Meet Author Beth Flynn



NINE MINUTES
I’d never attended an execution before. Well, at least not a legal one. My husband sat to my left. A reporter for Rolling Stone was on my right.
The reporter, Leslie Cowan, fidgeted nervously, and I looked over at her. I’m pretty sure this was her first execution of any kind. Rolling Stone had an upcoming issue dedicated to celebrity bikers. They thought it would be interesting to include a real biker story in that issue. The story of a girl who’d been abducted by a motorcycle gang in 1975.
That girl was me.


The remnants of Leslie’s accident three weeks before were still visible.

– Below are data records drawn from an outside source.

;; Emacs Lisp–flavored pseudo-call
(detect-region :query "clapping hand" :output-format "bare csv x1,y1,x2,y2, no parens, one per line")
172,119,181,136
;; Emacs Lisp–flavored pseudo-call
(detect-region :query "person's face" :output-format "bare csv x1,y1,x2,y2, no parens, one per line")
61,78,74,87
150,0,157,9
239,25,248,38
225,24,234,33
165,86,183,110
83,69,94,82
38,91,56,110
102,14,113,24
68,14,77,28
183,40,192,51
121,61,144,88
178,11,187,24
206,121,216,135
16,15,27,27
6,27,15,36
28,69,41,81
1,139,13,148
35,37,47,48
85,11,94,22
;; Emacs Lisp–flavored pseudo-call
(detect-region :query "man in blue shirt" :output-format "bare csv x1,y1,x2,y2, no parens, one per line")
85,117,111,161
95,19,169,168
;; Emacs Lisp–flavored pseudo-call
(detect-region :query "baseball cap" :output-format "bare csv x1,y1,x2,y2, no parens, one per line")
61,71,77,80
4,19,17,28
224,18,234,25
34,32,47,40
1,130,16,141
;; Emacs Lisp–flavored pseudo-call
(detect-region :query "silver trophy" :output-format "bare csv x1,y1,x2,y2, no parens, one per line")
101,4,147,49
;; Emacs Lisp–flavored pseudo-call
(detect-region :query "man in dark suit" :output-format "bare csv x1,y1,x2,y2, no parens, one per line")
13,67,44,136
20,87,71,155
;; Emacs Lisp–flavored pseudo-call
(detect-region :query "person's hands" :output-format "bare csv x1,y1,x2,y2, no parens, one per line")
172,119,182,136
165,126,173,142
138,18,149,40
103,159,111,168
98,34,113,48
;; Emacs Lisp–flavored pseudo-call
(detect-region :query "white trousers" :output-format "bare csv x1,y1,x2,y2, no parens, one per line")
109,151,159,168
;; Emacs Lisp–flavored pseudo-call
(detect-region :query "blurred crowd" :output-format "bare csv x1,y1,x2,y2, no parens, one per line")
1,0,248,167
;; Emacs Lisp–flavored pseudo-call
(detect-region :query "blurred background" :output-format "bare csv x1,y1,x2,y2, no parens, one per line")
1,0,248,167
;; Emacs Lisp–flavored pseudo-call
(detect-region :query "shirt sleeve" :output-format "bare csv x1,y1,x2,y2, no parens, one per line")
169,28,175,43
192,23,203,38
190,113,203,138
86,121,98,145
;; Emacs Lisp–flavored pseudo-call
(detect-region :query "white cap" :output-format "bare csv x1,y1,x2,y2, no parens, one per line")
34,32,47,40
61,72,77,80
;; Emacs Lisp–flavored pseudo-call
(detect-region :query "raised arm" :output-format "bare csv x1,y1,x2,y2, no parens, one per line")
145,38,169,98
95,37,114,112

The stitches had been removed from her forehead, but there was a thin red line where the cut had been. Her eyes weren’t quite as raccoonish as before, but it was apparent she’d recently suffered two severe black eyes. The swelling of her nose had almost gone down completely, and she’d been to a dental surgeon to replace her broken teeth.

When we’d first started the interview, she’d told me she wanted me to be completely honest about my experience with the man who was about to be executed. I’d spent the last three months with her and held almost nothing back about my relationship with him. Today was supposed to be culmination of the interview, a chance for her to truly understand the real side of that experience. To see the unpleasant alongside the rest.

Of course, a man’s death should be more than just unpleasant.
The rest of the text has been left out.